Example: rate-limit-aware policy

import re

from soniq import Soniq
from soniq.core.retry import RetryPolicy, ExponentialBackoff


_DEFAULT = ExponentialBackoff()
_RETRY_AFTER_RE = re.compile(r"retry[_-]after[:= ]\s*(\d+(?:\.\d+)?)")


class RateLimitAwarePolicy:
    def delay_for(self, *, attempt, job_meta, exc):
        msg = str(exc).lower()

        # Authentication errors are not retryable.
        if "authentication" in msg or "401" in msg:
            return None

        # Honor a Retry-After hint when the upstream provided one.
        match = _RETRY_AFTER_RE.search(msg)
        if match:
            return float(match.group(1))

        # Everything else: defer to the default exponential backoff.
        return _DEFAULT.delay_for(attempt=attempt, job_meta=job_meta, exc=exc)


app = Soniq(
    database_url="postgresql://localhost/myapp",
    retry_policy=RateLimitAwarePolicy(),
)

The handler stays simple: raise RateLimitError("rate-limited; retry_after=30") and the policy picks up 30.0 from the message.

Skipping retries entirely (dead-letter on first failure)

class NoRetry:
    def delay_for(self, *, attempt, job_meta, exc):
        return None


app = Soniq(retry_policy=NoRetry())

Useful for jobs where any failure represents corrupt data and a retry would burn database cycles for nothing.

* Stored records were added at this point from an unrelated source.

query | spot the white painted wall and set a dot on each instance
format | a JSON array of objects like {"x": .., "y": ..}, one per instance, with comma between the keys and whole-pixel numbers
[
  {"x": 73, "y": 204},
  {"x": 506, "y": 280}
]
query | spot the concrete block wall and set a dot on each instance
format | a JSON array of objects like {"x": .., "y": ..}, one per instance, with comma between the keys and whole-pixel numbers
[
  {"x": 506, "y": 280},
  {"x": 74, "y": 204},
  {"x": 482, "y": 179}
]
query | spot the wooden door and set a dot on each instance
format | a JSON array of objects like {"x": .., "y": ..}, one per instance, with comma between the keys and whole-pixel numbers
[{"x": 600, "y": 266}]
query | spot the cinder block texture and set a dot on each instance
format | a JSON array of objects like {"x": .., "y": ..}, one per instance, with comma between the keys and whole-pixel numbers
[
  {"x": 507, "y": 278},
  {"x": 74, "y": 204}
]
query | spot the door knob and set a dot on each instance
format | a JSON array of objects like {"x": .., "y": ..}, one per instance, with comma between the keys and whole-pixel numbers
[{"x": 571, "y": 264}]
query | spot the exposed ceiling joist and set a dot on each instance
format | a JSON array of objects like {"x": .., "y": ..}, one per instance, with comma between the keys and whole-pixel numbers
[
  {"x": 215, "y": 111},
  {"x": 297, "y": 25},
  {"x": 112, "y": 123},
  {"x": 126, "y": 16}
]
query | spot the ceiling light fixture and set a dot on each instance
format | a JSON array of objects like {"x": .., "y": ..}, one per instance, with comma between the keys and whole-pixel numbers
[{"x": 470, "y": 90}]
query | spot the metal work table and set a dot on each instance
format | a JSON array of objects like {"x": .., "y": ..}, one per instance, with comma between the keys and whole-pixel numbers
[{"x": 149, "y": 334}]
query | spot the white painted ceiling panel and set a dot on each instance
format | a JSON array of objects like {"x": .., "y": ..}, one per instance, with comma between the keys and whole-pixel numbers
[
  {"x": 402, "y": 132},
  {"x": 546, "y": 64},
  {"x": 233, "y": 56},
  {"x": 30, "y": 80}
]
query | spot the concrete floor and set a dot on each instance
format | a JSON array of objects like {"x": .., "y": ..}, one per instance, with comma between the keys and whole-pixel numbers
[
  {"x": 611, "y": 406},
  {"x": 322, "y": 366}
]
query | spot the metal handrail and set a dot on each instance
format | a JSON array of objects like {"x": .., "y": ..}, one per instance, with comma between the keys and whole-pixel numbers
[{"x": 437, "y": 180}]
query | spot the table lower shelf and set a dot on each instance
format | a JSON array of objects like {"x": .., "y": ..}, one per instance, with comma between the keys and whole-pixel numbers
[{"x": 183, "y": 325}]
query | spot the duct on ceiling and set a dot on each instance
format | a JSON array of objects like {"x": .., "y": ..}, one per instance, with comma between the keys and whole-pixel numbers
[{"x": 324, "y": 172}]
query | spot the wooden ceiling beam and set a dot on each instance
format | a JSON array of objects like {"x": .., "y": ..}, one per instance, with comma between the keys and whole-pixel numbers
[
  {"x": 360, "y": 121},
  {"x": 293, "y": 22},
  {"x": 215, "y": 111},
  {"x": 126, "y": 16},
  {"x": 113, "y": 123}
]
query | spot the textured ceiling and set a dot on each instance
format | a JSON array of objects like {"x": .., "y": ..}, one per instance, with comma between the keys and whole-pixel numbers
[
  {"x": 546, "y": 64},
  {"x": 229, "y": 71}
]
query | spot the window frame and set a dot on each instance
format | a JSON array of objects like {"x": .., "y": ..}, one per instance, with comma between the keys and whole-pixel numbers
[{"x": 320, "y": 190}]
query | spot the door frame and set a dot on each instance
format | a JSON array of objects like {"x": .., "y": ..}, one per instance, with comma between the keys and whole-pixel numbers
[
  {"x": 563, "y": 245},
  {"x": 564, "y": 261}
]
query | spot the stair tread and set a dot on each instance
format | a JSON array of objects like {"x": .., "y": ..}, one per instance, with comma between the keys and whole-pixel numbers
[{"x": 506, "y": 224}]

Combining with the registry's max_retries

The policy is consulted only after the handler raises. The dequeue-time check that compares attempts to max_attempts (set by @app.job(max_retries=N)) still applies: a policy that always returns 0.5 on a job with max_retries=3 will retry 3 times then dead-letter regardless. To dead-letter earlier, return None from the policy.